La petite histoire des restaurants Courtepaille + celui de Bourg (01) à l'abandon


Le premier restaurant Courte Paille à Rouvray en 1961.

L’aventure des restaurants Courtepaille est née en 1961 à Rouvray (Côte-d'Or), au sud d'Avallon, sur une idée de Jean Loisier (né le 25 juillet 1927), fils d'une restauratrice et d’un garagiste.  

La famille Loisier

Années 30
Rouvray, situé entre Avallon et Saulieu, se trouve sur l'axe majeur Paris-Lyon-Méditerranée. Il n'y a pas d'autoroute et le village est traversé par de nombreuses voitures, camions et autocars. La vie de la ville est rythmée par le trafic de la RN6. C'est à partir de cette réalité que les parents de Jean Loisier choisissent de créer leur activité avant la Seconde Guerre mondiale. Les voitures étaient moins fiables qu'aujourd'hui et les pannes pouvaient amener les automobilistes à faire une escale forcée à Rouvray. Le père de Jean profite de cette opportunité pour ouvrir un garage en 1935. Sa mère, de son côté, ouvre un salon de thé en 1936 afin d'accueillir les femmes des conducteurs en panne.
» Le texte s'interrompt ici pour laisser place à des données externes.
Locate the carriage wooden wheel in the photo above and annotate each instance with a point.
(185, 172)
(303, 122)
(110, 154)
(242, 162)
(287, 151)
La maligne ! 

Mais le thé et les petits gâteaux ne rassasient pas vraiment les familles affamées et fatiguées par la route. Mme Loisier, qui à de la suite dans les idées, décide de transformer son salon de thé en restaurant disposant de quelques chambres. Le bâtiment, situé à l'angle de la rue de la Gare, se nomme désormais « Le Vieux Morvan » et comporte une tourelle pour être facilement identifiable de loin. Très prisé, son restaurant obtient rapidement 1 étoile au guide Michelin.

Années 60
C'est avec sa mère que Jean Loisier découvre l'univers professionnel qui va devenir le sien. Il travaille avec elle au Vieux Morvan et l'entreprise prospère. Mais les temps changent et Jean constate que les clients, bien qu'ils soient satisfaits des prestations offertes par le restaurant, se plaignent souvent de la durée du repas. Les automobilistes pressés sont finalement assez indifférents à la nourriture qui leur est servie sur leur parcours. C'est ainsi que l'idée de ce qui va devenir Courtepaille germe dans l'esprit de Jean, révélant un véritable état d'esprit entrepreneurial à l'échelle artisanale. 

Jean Loisier en 1965 devant la grande cheminée où l'on grille les viandes.

Jusque là, c’est le réseau de restaurants « Les Routiers » qui se fait remarquer sur les routes de France. Même les riches Britanniques s'y rendent. Attaché à ses racines morvandelles, Jean Loisier veut absolument que son restaurant, qui sera situé au carrefour de la RN6 et de la route menant au centre-bourg, ait un toit de chaume. Pour le reste, il n'est pas fixé. Il rencontre un architecte spécialiste du béton armé qui souhaite un bâtiment rond, identifiable, mais sans toit de chaume. Jean ne veut pas de bâtiment rond. Tous deux expriment leur vision des choses et arrivent à un accord : le bâtiment sera rond avec un toit conique en chaume et une grande cheminée. La cuisine sera simple : de la viande grillée préparée dans la cheminée, directement devant les clients. En ce qui concerne le nom, Jean décide de prendre l’avis de plusieurs personnes de son entourage. Une quarantaine de dénominations sont proposées. Le choix est si difficile que Jean se dit qu’il va finir par tirer le nom à la courte paille ! Et c’est aussi simplement qu’il décide de rester sur cette réflexion. Son restaurant s’appellera « Courte-Paille ». 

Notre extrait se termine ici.